Diante daquela situação, Ele começou a ter elementos para enxergar o erro de amar e odiar o passado como algo verdadeiro e estável. Mas a coragem de enfrentar aquela realidade o fez sorrir. Depois de uma eterna pausa, era como se sua mente respondesse à situação: "Maldito sejas por roubar a minha paz por tanto tempo." E sua mente o havia libertado momentaneamente. A sensação era de que algo havia sido levemente afrouxado...

A natureza não conhece sistemas, nem classificações. Ela possui o instrumento de renovação da vida. O grande instinto que guia igualmente plantas, animais e o homem. Mas Ele fazia parte de um sistema. Um sistema imposto por outros homens. E a natureza havia escolhido um deles para julgar. E Ele foi o escolhido. Ser aprisionado pela própria vida, pelos próprios pensamentos. Era como uma crise de síndrome do pânico em que a vítima não espera por aquilo, mas quando a crise chega, impõe um controle supremo sobre a mente humana. Não importa o lugar, nem o dia e nem a hora, ela domina o dominador, domina a mente, domina o corpo...

Ele estava totalmente sem ação. Encurralado em um labirinto cinzento e sem força nenhuma para voar dali, pois Ele sabia que a melhor forma de sair de um labirinto seria voando...

Todas as quimeras humanas, os anseios vãos, tudo tinha um peso enorme em sua mente. Por instantes, Ele não suportou a pressão mental e vomitou.

Como relâmpagos, novas imagens apareciam. Algo o fez lembrar de uma faxineira que trabalhava em sua casa. De origem muito simples, ela era a submissão em pessoa! Ela parecia tão alegre que Ele achava que a vida daquela senhora era boa. Mas a imagem que lhe foi mostrada em sua mente era diferente daquele pensamento. Esta senhora apareceu em sua frente com o mesmo semblante feliz, mas algo estava diferente. "Você acha que eu era a pessoa mais feliz do mundo?

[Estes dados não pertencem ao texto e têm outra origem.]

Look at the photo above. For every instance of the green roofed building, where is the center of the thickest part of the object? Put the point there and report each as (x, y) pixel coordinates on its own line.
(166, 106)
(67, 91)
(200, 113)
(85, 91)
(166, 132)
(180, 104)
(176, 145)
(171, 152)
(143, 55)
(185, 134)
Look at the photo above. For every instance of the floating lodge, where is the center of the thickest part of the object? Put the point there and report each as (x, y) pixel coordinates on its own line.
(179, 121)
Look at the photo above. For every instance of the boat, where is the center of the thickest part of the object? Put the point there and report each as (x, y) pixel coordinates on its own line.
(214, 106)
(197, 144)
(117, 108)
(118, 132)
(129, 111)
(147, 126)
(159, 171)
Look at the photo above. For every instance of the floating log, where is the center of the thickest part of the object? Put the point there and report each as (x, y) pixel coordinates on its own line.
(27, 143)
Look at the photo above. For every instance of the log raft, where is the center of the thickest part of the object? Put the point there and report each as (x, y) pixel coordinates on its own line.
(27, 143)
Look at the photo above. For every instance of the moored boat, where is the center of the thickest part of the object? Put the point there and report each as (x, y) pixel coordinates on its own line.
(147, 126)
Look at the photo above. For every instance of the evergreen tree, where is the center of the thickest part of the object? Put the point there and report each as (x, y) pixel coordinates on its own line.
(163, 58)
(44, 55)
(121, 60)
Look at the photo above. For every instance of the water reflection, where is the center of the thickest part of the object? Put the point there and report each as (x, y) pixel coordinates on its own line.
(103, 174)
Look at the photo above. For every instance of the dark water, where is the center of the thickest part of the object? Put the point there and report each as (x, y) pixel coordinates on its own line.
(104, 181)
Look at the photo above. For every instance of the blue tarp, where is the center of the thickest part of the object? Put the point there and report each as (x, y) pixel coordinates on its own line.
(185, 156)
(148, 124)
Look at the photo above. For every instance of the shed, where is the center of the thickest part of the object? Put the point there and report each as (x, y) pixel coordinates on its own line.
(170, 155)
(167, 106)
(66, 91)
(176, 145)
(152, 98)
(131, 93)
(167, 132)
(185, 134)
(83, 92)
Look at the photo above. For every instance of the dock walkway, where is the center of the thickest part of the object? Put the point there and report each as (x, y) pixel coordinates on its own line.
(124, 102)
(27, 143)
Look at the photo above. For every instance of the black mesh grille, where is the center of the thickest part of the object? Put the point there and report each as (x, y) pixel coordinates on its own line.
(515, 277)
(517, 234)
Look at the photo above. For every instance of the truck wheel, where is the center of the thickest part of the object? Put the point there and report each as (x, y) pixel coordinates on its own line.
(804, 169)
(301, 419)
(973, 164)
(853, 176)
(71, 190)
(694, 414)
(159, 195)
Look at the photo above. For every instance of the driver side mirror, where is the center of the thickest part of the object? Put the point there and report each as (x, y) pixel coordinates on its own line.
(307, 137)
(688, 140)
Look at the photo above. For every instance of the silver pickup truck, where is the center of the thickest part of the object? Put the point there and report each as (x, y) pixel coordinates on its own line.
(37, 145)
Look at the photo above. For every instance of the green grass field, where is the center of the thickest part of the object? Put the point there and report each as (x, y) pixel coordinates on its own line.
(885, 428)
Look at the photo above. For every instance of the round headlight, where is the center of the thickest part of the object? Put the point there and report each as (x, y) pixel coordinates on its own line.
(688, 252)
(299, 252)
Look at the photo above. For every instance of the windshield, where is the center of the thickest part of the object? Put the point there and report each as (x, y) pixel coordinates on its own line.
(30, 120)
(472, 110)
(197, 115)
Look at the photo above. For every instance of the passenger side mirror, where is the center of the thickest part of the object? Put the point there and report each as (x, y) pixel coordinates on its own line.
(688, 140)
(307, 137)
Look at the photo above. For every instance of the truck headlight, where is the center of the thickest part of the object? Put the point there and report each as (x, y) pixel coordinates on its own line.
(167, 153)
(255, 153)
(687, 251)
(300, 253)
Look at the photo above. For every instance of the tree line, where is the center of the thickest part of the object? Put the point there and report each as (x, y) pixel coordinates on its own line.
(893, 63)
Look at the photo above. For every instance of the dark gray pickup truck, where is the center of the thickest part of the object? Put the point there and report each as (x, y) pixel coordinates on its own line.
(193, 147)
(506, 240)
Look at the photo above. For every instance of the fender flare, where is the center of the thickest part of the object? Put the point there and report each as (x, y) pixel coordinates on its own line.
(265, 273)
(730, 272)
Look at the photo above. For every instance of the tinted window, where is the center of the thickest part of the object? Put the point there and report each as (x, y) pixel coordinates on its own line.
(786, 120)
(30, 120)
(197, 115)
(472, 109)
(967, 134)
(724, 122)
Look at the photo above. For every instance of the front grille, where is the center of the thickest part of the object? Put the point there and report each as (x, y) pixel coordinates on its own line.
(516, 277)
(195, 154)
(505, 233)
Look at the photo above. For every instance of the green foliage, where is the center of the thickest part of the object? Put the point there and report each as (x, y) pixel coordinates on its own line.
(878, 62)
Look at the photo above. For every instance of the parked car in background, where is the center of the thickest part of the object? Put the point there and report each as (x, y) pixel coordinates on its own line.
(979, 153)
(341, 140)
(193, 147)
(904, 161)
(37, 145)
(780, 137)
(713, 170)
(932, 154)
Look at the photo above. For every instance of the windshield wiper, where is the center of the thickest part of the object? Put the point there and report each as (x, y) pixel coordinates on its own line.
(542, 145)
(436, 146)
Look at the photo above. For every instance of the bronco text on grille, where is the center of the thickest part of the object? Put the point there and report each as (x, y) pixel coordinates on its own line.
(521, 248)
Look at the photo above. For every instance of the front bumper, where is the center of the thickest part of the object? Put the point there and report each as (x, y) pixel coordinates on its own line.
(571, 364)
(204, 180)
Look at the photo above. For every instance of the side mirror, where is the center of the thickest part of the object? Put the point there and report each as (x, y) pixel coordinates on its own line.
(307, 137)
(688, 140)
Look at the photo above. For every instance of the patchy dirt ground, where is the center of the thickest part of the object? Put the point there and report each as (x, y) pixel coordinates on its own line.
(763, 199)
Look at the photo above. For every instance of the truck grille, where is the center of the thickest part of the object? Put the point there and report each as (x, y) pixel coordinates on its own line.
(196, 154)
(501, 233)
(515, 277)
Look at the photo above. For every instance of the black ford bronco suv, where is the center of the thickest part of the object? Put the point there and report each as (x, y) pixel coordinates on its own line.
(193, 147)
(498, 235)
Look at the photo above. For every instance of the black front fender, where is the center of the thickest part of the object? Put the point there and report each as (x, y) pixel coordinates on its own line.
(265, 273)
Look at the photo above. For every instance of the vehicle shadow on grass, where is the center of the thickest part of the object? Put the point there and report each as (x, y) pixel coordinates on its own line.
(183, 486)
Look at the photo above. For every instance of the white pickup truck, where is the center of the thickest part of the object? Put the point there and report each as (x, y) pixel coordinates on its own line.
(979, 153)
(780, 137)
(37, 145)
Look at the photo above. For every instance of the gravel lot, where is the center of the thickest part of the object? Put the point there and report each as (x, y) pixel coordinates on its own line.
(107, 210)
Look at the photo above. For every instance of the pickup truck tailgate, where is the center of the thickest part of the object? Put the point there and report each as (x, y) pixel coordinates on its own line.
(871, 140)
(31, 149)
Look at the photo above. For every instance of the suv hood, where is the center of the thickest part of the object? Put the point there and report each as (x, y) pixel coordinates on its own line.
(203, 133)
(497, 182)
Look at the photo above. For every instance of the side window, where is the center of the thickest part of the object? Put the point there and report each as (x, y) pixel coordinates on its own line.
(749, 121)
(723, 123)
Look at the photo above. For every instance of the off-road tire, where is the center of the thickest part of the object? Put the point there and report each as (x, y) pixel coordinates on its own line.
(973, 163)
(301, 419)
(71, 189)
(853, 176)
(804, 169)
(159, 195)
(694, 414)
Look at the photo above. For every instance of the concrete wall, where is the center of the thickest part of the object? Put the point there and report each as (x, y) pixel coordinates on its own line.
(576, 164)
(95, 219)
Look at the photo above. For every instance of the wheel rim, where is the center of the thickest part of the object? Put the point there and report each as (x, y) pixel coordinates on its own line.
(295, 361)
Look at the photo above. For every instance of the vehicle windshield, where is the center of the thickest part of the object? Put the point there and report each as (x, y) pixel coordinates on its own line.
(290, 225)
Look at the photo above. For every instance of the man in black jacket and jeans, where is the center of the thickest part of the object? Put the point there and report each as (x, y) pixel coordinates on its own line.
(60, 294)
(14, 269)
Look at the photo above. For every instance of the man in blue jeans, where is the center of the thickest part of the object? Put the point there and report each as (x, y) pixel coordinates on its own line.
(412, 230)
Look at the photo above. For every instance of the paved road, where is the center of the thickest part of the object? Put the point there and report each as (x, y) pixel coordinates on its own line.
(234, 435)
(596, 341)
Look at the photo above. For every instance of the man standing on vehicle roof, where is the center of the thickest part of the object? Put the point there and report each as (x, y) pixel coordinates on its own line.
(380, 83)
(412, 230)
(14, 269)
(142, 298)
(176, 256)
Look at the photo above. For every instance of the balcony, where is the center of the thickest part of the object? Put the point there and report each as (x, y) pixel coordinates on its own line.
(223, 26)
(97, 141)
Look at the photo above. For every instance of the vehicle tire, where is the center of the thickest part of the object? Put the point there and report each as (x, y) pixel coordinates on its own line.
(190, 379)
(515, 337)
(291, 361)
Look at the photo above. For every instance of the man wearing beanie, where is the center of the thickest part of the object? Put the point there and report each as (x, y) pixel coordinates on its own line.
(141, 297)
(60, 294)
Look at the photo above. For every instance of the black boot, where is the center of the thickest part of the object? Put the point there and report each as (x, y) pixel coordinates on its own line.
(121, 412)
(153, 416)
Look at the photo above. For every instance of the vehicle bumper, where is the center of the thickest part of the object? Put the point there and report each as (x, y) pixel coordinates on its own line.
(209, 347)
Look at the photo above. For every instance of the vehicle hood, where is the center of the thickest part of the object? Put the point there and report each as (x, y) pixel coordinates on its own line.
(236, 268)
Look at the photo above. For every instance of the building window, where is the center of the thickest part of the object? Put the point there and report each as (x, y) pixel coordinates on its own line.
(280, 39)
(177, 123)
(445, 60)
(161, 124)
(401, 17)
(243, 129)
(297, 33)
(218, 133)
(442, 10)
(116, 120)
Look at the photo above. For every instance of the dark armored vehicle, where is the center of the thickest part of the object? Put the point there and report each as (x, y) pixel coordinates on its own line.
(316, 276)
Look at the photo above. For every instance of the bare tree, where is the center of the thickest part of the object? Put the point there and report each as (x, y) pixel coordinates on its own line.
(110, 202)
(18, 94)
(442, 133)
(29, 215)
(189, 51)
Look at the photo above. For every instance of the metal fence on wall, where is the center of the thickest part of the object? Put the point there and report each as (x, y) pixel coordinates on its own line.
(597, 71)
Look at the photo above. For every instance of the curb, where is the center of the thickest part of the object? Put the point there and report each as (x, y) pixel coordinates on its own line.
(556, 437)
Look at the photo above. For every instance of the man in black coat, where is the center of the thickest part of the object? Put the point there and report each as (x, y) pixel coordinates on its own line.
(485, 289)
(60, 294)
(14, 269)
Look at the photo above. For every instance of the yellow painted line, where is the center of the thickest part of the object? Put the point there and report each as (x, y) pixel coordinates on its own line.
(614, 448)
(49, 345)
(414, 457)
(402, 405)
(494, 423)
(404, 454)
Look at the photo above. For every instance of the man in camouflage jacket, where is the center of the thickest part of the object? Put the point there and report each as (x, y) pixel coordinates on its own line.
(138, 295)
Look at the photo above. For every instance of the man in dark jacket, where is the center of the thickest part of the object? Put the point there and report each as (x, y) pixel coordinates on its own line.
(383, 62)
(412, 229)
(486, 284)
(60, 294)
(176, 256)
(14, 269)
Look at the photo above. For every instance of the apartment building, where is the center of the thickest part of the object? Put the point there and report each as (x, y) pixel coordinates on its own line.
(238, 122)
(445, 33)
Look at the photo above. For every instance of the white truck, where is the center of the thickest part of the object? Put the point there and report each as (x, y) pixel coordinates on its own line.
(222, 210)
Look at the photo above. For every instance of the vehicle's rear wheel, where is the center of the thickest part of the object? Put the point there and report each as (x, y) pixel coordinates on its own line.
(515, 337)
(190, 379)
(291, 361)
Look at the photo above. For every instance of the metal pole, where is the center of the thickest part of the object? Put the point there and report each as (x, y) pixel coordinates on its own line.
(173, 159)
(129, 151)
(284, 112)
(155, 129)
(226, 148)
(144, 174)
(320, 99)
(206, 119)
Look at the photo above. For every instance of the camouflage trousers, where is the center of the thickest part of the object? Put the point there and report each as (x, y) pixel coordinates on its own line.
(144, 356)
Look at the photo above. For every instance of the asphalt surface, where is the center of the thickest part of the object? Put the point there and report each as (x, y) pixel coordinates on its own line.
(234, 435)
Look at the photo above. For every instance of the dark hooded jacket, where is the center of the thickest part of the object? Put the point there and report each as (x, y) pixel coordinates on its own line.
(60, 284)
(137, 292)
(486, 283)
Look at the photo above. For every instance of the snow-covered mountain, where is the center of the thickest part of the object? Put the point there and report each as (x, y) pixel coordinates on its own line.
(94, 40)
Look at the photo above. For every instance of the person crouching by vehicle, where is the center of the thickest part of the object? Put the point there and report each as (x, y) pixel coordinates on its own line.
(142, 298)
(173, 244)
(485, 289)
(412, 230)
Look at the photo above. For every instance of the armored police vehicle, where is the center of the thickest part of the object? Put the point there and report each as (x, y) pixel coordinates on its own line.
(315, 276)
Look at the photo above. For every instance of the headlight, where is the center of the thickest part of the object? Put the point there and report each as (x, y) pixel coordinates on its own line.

Eu que ter servia em troca de míseros trocados?" Depois de uma pausa e um sorriso cínico, ela disse: "Nenhum ser que serve outro ser é feliz, seu idiota!". E desapareceu.

Sua vida agora era um mundo próprio, a soma absurda de uma infinidade de mundos subjetivos e de experiências vividas, mas não compreendidas. Ele começou a entender o vazio das relações, a falta de humanidade a que somos condicionados a achar normal. As ações da existência pelas quais somos responsáveis, uma a uma. Aquele mundo era sua criação. Ele não suportou. E quem suportaria ver a própria imagem da existência nua e sem cor? Depois de uma forte arritmia cardiovascular, seu coração parou de bater. Ele deixou de ser deus de si mesmo e virou apenas mais um pensamento na mente de todos os personagens de sua vida...

VANDERSON PIRES

2 comentários:

Ana Paula Saab disse...

Parabéns, companheiro, você é muito talentoso. Há muito eu digo isso! Um beijão e força aí!

Ana Paula Saab disse...

Prosa poética, com pitadas de sarcasmo e suspense na medida. Ao final, a redenção. Você é muito talentoso, companheiro. Já digo isso há muito tempo. Um grande beijo e força aí!